Die 7-Tage Inzidenz der Stadt Amberg ist deutlich gestiegen und liegt derzeit bei 33,2, im Landkreis Amberg-Sulzbach bei 13,6. Die steigende Zahl der Infektionen in der Bevölkerung spiegelt sich im Klinikum wieder.

Das Klinikum St. Marien Amberg hat seit dem vergangenen Wochenende wieder zwei an Covid-19 erkrankte Patienten zu betreuen. Glücklicherweise bisher nicht intensivmedizinisch. Diese Entwicklung zeigt, dass die Maßnahmen zur Infektionsvermeidung weiterhin notwendig sind. Das Klinikum bittet daher um Verständnis, dass die Besuchsbeschränkungen weiterhin aufrechterhalten werden, Testpflicht besteht, während des gesamten Besuches FFP2-Masken zu tragen sind und die Abstände einzuhalten sind. Die übrigen Einschränkungen und Ausnahmeregelungen gelten unverändert weiter.
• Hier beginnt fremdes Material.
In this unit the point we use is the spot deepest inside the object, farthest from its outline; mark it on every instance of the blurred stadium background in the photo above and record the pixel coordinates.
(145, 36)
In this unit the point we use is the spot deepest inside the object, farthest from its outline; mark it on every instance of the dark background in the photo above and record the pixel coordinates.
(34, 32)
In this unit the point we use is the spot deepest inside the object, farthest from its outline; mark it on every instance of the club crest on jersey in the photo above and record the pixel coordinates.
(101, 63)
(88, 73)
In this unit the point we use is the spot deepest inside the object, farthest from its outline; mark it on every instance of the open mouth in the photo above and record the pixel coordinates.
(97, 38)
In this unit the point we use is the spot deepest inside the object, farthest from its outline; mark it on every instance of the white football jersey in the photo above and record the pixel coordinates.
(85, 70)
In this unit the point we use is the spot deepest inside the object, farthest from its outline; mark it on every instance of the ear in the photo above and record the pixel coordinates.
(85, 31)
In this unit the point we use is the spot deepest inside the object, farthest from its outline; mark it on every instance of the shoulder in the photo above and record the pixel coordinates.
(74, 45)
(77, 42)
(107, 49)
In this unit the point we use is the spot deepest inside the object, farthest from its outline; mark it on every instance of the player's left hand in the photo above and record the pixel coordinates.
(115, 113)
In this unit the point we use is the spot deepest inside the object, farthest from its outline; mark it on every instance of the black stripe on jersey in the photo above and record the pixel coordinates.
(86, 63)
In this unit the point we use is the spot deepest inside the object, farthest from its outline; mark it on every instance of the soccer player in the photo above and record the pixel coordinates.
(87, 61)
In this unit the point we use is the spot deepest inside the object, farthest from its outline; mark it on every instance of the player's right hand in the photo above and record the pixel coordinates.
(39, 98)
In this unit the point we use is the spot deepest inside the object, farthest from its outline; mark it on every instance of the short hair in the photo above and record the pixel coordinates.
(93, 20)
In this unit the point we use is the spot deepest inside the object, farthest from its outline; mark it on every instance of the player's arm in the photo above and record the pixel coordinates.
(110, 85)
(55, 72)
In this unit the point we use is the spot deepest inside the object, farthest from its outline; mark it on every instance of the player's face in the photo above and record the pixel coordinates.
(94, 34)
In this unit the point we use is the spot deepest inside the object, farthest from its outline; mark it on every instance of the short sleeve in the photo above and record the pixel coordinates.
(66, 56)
Die Ausnahmeregelungen für die Bereiche Entbindung, Kinderklinik und Palliativstation sind auf der Startseite der Homepage des Klinikums zu finden.

Die wirksamste Methode – nach dem derzeitigen Stand der wissenschaftlichen Erkenntnissen- zur Vermeidung einer Covid-19-Erkrankung ist die Impfung mit einem der aktuell verfügbaren und zugelassenen Impfstoffen. Durch die Impfung können Covid-19-Erkrankungen mit einer hohen Wahrscheinlichkeit vermieden bzw. im Verlauf deutlich abgemildert werden. Die Klinikumsleitung appelliert an die Bevölkerung, die bestehenden Impfangebote in den Impfzentren und bei den Ärzten wahrzunehmen, um eine erneute starke Ausbreitung von Sars-Cov2-Infektionen eindämmen zu können.

In den Impfzentren werden kurzfristig auch ohne Terminvereinbarung Impfungen mit verschiedenen Impfstoffen angeboten.